本稿では日本とドイツのEMSの現状の違いを示したい。先ずは、日本国内におけるEMSの現状を紹介する。下図は、ISO14001及びエコアクション21の認証取得企業数の推移を示している。
【日本のISO14001 認証件数の推移】
出典;“公益財団法人日本適合性認定協会”より、B.A.U.M. Consult Japanにて作成
【エコアクション21認証取得企業数の推移】
出典:“一般財団法人持続性推進機構”
上図より、ISO14001及びエコアクション21の両者とも、2000年代初頭から取得企業数は右肩上がりに上昇し、横ばいを続けた後、最近は減少傾向にあることが分かる。多くの企業は、EMSの取組当初における省エネルギー化や省資源化に伴うコスト削減効果を実感する。しかし、いわゆる「紙ごみ電気」の削減活動による環境負荷低減は、数年を経過するとその成果が頭打ちとなってしまう。結果、負担感ばかりが増し、認証を返上する。このことも、EMS取得企業数の減少の要因の一つとして挙げられる。
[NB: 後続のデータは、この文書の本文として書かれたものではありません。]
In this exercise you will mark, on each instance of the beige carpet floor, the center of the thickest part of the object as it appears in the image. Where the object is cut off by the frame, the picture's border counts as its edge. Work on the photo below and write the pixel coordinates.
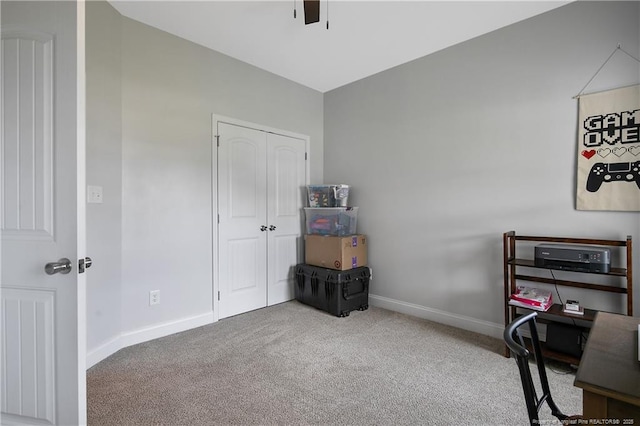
(291, 364)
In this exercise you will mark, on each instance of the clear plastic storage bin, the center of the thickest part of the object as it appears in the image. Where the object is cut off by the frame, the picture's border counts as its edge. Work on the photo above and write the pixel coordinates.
(328, 195)
(331, 220)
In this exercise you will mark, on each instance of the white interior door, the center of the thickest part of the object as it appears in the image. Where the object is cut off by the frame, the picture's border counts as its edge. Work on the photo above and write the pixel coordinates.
(242, 215)
(42, 363)
(286, 178)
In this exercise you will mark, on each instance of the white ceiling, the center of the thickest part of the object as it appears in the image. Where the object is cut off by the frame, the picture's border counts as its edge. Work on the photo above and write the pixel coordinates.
(364, 36)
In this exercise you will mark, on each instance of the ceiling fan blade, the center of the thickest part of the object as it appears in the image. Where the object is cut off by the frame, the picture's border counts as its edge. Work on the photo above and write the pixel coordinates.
(311, 11)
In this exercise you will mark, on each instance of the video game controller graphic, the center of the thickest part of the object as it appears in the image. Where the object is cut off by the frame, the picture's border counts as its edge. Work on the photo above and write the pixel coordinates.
(612, 172)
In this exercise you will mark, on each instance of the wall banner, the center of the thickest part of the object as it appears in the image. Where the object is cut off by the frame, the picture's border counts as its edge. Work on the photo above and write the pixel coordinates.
(609, 150)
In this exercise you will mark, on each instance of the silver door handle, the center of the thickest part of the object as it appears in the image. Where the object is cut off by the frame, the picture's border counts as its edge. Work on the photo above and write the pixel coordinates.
(62, 266)
(84, 264)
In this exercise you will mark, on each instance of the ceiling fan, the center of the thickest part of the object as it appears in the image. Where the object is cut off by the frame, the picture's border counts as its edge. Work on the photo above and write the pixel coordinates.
(311, 11)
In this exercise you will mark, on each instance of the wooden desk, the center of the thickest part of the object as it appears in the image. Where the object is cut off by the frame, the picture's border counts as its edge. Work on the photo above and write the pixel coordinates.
(609, 371)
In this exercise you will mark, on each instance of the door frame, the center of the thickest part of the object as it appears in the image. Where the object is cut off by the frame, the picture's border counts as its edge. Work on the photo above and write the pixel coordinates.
(77, 407)
(215, 119)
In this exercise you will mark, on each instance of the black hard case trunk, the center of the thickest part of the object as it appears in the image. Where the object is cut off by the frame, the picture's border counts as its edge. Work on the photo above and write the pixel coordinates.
(336, 292)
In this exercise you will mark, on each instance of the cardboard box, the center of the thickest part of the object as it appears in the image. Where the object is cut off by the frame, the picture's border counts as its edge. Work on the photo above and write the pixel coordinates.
(333, 252)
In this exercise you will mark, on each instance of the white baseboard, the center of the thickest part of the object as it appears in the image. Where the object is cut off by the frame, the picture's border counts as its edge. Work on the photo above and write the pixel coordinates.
(435, 315)
(141, 335)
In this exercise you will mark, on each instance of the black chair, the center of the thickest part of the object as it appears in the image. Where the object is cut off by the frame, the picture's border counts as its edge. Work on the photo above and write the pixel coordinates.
(522, 356)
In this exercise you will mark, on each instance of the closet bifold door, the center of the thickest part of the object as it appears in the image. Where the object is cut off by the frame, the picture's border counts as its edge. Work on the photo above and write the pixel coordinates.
(286, 177)
(242, 227)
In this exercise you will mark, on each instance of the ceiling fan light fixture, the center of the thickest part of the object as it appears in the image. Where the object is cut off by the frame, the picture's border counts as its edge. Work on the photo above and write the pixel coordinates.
(311, 11)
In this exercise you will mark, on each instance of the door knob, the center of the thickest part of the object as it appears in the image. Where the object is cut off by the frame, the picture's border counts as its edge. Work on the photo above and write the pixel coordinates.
(84, 263)
(62, 266)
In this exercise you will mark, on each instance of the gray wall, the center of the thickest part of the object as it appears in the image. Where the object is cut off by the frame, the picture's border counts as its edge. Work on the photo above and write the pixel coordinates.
(447, 152)
(104, 168)
(162, 231)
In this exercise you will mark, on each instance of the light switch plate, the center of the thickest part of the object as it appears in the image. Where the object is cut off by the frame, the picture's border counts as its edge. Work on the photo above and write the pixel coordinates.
(94, 194)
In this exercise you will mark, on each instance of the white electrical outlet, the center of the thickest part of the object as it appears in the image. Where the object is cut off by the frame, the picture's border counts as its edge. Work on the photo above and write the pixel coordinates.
(154, 297)
(94, 194)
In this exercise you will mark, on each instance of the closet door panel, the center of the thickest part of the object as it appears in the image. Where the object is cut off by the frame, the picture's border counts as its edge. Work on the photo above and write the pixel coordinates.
(286, 171)
(242, 210)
しかし、一方で、EMSの取組を「紙ごみ電気」の削減のみではなく、CSR(企業の社会的責任)などの分野へ幅を拡げ、新たな環境価値を創造することに主眼を置いた運用を実践している企業も存在する。いずれにしろ、返上する企業の多くは、社会的信用及びイメージの向上等に代表されるEMSの「表面的」なメリットと、業務負担の増加や形骸化と言ったデメリットとを天秤にかけて、認証取得の是非を判断しているのが現状ではないだろうか。
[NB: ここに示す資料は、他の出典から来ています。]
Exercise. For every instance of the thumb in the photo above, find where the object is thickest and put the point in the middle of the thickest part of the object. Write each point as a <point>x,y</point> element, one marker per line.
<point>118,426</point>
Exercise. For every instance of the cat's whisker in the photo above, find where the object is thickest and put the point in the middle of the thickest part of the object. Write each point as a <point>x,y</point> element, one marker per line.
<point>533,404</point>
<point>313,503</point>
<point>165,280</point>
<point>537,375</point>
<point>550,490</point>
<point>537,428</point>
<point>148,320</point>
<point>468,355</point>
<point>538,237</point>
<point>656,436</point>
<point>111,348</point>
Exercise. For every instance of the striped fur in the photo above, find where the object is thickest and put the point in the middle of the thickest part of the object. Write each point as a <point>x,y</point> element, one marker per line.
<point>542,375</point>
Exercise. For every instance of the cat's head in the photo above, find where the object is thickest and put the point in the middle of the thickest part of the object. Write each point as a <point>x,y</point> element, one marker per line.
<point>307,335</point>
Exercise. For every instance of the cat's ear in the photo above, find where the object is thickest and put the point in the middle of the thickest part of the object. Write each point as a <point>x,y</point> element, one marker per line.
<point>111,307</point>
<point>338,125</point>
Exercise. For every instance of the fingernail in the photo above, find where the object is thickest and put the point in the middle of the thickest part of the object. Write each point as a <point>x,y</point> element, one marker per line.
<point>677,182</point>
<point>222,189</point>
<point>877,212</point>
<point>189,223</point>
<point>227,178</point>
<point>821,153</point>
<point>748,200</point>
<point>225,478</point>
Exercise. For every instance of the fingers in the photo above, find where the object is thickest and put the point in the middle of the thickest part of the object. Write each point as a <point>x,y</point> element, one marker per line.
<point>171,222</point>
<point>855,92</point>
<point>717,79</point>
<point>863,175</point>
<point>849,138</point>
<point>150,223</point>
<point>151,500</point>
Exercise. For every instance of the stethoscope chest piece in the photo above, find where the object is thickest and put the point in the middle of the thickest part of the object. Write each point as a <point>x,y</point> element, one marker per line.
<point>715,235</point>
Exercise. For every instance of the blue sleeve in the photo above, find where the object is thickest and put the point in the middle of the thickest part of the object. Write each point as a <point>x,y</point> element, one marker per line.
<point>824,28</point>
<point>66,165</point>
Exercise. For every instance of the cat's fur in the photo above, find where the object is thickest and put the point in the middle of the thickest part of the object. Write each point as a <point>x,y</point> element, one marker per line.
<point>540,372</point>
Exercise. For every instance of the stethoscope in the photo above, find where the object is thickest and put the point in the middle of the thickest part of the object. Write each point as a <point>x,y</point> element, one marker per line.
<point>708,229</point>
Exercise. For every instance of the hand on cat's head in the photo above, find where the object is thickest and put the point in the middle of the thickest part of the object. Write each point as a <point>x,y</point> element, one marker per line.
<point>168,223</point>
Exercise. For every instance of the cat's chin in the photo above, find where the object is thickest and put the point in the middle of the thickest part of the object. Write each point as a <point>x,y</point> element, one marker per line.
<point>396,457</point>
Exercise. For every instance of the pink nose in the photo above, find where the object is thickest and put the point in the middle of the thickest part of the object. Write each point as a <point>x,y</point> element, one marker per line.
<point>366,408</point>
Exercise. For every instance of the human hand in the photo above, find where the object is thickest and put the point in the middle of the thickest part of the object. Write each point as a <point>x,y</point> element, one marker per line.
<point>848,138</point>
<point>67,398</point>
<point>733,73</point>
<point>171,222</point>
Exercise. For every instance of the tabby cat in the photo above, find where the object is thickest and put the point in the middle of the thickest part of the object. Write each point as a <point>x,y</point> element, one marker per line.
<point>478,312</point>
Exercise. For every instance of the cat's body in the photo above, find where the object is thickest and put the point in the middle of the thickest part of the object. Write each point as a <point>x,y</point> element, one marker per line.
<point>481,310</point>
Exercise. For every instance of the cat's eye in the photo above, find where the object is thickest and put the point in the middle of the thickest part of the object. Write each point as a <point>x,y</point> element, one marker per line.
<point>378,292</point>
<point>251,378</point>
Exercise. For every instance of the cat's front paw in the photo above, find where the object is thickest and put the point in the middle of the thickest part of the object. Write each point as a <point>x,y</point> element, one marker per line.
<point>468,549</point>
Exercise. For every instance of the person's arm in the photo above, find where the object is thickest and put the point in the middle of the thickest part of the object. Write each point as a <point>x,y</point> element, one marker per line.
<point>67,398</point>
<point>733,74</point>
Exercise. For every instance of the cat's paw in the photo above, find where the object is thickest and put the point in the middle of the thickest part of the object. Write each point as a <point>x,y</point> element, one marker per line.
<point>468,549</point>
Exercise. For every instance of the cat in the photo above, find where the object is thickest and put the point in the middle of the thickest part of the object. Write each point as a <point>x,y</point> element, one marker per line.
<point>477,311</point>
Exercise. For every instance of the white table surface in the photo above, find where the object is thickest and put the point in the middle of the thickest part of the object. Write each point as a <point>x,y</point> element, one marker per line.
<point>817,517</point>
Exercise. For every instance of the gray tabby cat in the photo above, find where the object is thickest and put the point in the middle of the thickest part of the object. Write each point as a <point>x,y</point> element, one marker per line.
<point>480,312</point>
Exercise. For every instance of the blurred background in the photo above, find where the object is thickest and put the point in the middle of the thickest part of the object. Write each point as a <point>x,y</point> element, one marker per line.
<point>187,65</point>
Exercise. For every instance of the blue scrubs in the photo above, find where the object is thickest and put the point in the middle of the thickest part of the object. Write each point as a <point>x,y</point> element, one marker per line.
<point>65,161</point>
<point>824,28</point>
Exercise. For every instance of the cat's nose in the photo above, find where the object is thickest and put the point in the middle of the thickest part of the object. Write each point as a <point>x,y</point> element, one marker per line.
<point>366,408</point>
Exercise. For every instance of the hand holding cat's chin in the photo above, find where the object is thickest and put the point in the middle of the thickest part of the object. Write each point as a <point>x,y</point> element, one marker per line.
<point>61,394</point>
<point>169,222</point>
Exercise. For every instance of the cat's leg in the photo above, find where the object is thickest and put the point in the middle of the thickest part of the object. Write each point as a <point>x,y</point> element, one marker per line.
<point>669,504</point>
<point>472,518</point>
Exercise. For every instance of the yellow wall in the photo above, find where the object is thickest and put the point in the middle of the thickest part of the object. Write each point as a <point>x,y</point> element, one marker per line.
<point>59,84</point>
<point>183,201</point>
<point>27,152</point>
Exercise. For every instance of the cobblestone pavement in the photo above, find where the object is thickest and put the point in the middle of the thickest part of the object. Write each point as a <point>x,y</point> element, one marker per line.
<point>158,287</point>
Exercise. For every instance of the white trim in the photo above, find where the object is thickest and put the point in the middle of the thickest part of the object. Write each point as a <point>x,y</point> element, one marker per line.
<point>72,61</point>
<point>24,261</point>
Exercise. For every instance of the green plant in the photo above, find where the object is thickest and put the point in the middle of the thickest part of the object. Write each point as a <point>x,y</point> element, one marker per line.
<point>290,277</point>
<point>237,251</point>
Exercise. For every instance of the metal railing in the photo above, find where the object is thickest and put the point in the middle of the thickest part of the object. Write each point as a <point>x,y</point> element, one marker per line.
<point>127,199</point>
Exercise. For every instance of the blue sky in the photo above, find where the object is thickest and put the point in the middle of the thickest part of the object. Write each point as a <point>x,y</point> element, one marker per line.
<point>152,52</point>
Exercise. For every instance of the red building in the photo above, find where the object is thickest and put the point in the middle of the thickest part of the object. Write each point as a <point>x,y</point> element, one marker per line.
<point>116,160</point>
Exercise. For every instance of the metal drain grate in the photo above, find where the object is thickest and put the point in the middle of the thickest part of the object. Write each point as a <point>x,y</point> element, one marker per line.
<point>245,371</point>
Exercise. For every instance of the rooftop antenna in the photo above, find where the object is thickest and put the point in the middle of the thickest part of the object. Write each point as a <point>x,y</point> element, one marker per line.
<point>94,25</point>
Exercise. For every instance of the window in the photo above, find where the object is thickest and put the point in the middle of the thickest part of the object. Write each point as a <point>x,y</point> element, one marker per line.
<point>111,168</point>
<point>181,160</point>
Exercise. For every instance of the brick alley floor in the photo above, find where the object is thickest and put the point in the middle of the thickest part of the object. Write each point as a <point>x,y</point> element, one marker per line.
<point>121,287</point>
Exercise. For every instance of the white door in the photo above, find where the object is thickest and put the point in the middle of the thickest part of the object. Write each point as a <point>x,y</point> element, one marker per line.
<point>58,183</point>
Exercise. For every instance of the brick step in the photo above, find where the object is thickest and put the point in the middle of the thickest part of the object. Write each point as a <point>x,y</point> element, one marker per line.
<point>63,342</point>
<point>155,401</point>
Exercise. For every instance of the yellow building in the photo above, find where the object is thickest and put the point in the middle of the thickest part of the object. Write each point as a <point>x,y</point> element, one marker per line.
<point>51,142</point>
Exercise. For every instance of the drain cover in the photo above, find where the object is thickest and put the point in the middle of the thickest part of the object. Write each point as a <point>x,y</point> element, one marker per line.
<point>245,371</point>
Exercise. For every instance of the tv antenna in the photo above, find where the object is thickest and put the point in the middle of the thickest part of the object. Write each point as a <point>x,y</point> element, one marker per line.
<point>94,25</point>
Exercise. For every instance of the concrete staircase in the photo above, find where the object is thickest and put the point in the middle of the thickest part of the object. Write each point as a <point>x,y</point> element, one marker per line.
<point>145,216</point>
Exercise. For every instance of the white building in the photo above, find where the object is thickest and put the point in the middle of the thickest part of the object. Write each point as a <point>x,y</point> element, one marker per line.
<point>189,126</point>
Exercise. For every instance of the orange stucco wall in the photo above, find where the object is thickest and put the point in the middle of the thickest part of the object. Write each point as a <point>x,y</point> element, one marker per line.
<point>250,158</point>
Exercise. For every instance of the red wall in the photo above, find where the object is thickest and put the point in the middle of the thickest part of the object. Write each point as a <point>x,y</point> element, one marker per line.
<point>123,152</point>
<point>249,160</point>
さて、ドイツへ目を向けてみる。下図が、ドイツにおけるISO14001の認証件数の経年変化である。
【ドイツにおけるISO14001認証数の推移】
出典:“ISO SURVEY 2020”より、B.A.U.M. Consult Japanにて作成
※:ISOによると、2018年より調査集計方法が変更された為、2018年以降とそれ以前の単純比較は出来ない、との事。
ドイツにおけるISO14001の認証件数は日本と異なり、右肩上がりの上昇を続けている。
次に、同国のEMAS(Eco-Management Audit Scheme:環境管理監査スキーム)の現状について紹介する。EMASは、定期的な環境声明の外部報告や環境管理プロセスの計画及び管理について、ISO14001よりも厳格に定められており、ISO14001の制定以前に欧州委員会が開発したEMSである。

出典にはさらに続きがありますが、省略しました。